5- Bugün gelinen noktada 21 yıllık AKP iktidarının Kemal Kılıçdaroğlu’nun CHP’nin başında genel başkanken yaşanmıştır. Alınan sonuçlar ortadadır. 14 Mayıs 2023 milletvekili genel seçimlerinde ve 28 Mayıs 2023 Cumhurbaşkanlığı seçimlerinde beklenen sonuç tekrar tecelli etmiş ve Kemal Kılıçdaroğlu ve partiyi ele geçirmiş yönetim kadrosundan hala istifa eden olmamıştır. Tek adam diye suçladığı Tayyip Erdoğan’a bundan sonra tek adam suçlaması yapma olanağı artık kalmamıştır. 13 seçim kaybedip hala o koltukta oturmak tek adamlığın en önemli göstergesidir. Hala o koltukta oturmaya devam ediyor olması “Bir proje” olduğu şüphesini de gittikçe kuvvetlendirmektedir. Yaşanan bu süreç onlarca bölümlük yazı ve inceleme konusudur. Ana hatları ile teknik konulara girmeden kendi gözlemlerimi dillendirmeye çalıştım.
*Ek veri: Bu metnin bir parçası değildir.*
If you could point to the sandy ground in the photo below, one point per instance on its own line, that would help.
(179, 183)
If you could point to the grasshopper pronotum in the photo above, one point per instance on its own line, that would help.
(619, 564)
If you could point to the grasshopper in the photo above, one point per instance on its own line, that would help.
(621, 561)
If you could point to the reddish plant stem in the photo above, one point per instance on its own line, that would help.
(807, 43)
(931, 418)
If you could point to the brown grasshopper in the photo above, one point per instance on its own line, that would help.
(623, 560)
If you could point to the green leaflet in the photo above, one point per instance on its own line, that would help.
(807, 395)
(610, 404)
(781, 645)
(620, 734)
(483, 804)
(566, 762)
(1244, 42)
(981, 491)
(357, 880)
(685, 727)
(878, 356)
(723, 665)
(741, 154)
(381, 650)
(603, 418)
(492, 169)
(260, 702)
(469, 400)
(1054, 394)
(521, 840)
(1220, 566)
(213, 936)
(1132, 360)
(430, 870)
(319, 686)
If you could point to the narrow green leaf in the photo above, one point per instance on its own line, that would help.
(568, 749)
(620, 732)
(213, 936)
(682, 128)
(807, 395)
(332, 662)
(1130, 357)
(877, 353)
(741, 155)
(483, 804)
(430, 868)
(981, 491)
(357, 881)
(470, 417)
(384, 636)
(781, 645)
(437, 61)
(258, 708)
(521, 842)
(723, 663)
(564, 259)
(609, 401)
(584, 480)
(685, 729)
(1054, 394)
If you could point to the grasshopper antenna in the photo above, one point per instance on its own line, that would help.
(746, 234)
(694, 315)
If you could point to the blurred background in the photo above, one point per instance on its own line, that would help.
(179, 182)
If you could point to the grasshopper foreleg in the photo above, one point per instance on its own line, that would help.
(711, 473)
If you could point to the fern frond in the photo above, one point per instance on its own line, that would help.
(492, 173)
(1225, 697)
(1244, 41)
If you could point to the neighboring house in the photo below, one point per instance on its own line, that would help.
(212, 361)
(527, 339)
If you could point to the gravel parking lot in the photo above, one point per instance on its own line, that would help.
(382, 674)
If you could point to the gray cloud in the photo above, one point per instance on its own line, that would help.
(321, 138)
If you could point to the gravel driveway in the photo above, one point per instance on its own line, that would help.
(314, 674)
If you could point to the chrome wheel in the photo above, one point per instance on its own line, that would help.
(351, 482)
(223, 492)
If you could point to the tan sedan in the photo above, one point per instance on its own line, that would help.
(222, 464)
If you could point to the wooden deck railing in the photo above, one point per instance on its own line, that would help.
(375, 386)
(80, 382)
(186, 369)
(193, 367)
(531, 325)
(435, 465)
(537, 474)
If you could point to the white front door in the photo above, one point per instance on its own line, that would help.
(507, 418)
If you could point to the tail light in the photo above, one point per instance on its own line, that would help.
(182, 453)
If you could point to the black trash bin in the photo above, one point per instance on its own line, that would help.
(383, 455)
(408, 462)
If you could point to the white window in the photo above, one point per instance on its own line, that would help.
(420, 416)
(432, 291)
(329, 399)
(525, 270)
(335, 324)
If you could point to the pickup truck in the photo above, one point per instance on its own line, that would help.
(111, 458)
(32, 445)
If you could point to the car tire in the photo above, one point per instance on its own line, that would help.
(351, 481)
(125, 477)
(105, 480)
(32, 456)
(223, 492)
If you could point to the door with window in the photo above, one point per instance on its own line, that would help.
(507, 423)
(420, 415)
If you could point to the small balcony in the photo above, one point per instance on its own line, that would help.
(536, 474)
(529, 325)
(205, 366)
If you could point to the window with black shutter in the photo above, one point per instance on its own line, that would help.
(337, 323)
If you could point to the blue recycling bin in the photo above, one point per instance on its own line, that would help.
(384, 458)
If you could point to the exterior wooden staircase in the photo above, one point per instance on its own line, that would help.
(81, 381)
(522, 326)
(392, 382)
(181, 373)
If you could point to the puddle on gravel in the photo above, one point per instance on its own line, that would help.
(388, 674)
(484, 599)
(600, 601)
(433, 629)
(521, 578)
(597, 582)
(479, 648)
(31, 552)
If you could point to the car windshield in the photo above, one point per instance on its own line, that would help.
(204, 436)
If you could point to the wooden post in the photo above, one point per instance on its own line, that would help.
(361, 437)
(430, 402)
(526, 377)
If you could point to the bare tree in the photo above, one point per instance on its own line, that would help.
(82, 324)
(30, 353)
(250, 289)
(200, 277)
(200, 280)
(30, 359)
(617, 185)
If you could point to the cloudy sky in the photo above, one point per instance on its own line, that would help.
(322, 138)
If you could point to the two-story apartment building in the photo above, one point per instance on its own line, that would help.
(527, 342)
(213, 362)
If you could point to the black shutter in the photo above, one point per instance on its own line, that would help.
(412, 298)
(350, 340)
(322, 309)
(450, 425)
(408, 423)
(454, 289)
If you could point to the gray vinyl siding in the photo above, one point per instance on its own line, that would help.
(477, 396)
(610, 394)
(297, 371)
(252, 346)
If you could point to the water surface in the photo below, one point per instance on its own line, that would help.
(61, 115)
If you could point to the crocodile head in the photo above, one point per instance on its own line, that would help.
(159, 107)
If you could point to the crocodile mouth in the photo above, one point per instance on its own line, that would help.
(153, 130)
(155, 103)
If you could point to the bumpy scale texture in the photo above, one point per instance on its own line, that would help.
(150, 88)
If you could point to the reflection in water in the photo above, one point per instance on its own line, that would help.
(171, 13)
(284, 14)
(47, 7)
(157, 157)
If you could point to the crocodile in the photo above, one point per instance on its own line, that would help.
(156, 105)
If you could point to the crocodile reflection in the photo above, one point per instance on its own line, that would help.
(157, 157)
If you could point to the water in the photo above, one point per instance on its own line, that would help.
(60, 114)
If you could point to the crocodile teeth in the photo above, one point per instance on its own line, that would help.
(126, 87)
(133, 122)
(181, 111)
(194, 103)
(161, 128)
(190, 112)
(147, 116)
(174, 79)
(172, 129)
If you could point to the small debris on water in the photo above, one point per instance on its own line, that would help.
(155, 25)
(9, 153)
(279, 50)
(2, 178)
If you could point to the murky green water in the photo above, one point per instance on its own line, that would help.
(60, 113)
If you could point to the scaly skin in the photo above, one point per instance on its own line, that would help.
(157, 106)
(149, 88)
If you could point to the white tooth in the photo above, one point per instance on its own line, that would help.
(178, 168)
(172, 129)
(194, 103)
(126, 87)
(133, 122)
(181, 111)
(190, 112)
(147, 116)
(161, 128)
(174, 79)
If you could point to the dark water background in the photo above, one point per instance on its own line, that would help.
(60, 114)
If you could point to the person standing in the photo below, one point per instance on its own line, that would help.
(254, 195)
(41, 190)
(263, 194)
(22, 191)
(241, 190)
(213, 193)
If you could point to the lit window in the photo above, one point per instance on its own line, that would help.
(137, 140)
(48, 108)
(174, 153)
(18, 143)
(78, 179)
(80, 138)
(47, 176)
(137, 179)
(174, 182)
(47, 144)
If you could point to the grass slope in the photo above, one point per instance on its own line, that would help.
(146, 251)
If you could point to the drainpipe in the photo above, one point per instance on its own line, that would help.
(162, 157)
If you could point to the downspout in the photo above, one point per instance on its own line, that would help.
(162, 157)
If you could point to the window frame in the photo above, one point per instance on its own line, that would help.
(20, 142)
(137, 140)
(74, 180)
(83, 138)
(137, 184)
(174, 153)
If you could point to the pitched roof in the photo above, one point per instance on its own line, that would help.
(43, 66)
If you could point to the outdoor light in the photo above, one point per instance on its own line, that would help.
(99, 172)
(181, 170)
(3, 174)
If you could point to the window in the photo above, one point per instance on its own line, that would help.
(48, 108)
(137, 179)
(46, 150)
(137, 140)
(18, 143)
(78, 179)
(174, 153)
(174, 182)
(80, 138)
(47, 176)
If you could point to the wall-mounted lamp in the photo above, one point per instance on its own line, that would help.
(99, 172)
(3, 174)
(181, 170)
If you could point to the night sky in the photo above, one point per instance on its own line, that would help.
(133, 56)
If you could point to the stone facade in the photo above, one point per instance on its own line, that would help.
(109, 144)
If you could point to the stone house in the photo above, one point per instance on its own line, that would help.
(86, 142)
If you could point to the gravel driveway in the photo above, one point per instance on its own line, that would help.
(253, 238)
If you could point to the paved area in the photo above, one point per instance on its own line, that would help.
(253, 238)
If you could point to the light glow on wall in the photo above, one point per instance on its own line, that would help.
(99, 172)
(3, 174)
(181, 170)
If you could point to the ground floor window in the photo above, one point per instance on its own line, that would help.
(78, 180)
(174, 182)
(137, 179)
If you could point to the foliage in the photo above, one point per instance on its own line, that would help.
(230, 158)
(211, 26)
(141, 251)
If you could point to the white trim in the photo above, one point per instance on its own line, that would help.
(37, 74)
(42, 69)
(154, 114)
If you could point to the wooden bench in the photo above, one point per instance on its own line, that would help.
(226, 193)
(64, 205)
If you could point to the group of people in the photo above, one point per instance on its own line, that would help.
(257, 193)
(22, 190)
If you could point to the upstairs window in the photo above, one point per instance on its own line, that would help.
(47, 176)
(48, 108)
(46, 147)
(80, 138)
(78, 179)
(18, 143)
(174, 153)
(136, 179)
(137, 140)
Siyaset konusunda öngörülerime önem veriyorum. Çünkü hayatımın bütün safhası siyaset içinde değil. O yüzden olayları dışarıdan seyredip yorumlayabiliyorum. Kemal Kılıçdaroğlu benim hayatımda tertemiz bir insan olarak kalsın istiyorum. Siyasetçi olarak cumhuriyet değerleri onun zamanında teker teker elden gitmiştir. Siyasetçi olarak onlarca defa sınıfta kalmıştır. Artık noktayı koyup, özel hayatının keyfini çıkarmalı ve ülkenin kaderine etki etmemelidir. Bu saatten sonra bu ülkeye verebileceği en büyük katkı bu olacaktır.